Unnamed: 0_level_0,rank,phd,service,sex,salary
discipline,Unnamed: 1_level_1,Unnamed: 2_level_1,Unnamed: 3_level_1,Unnamed: 4_level_1,Unnamed: 5_level_1
A,Prof,51,51,Male,155865
B,Prof,56,49,Male,186960


Deductions from above output:
Individual of discipline B, who are of the rank Prof, with higher phd and service years, who are also male earn highest salary

In [23]:
# Calculating maximum values, grouped by sex
df.groupby(['sex']).max()

Unnamed: 0_level_0,rank,discipline,phd,service,salary
sex,Unnamed: 1_level_1,Unnamed: 2_level_1,Unnamed: 3_level_1,Unnamed: 4_level_1,Unnamed: 5_level_1
Female,Prof,B,39,36,161101
Male,Prof,B,56,51,186960


Deductions from above output:
Male indiduals who are of the rank Prof, under discipline B with higher phd and service years, earn the highest salaries

In [24]:
# Calculating minimum values, grouped by rank
df.groupby(['rank']).min()

Unnamed: 0_level_0,discipline,phd,service,sex,salary
rank,Unnamed: 1_level_1,Unnamed: 2_level_1,Unnamed: 3_level_1,Unnamed: 4_level_1,Unnamed: 5_level_1
AssocProf,A,9,6,Female,62884
AsstProf,A,1,0,Female,63100
Prof,A,12,0,Female,57800


Deductions from above output:
The lowest salary is earned by an individual of the AssocProf rank, under discipline A, with lower phd and service years, who is also female

In [25]:
# Calculating minimum values, grouped by discipline
df.groupby(['discipline']).min()

Unnamed: 0_level_0,rank,phd,service,sex,salary
discipline,Unnamed: 1_level_1,Unnamed: 2_level_1,Unnamed: 3_level_1,Unnamed: 4_level_1,Unnamed: 5_level_1
A,AssocProf,2,0,Female,57800
B,AssocProf,1,0,Female,71065


Deductions from above output:
The lowest salary is earned by an individual under the A discipline, of the AssocProf rank, with lower phd and service years, and also female.

In [26]:
# Calculating minimum values, grouped by sex
df.groupby(['sex']).min()

Unnamed: 0_level_0,rank,discipline,phd,service,salary
sex,Unnamed: 1_level_1,Unnamed: 2_level_1,Unnamed: 3_level_1,Unnamed: 4_level_1,Unnamed: 5_level_1
Female,AssocProf,A,2,0,62884
Male,AssocProf,A,1,0,57800


Deductions from above output:
The lowest salary is earned by a male individual of the AssocProf rank, under A discipline, with lower phd and service years.
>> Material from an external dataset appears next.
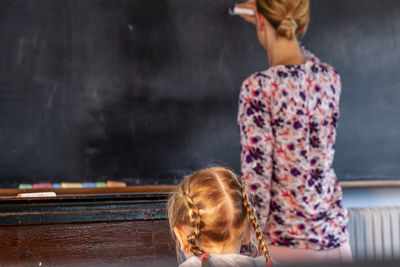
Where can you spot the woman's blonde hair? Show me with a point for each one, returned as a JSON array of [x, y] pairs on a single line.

General deductions from the analysis of the dataset:
1. Individuals under the B discipline tend to earn more than those under the A discipline.
2. Individuals of the Prof rank tend to earn more than those of other ranks.
3. Individuals of the male sex tend to earn more than their female colleagues most of the time, unless they are under the A discipline, also with lower phd and service years.
4. Individuals with considerable more phd and service years "may" earn more than their colleagues depending on their discipline, rank and sex.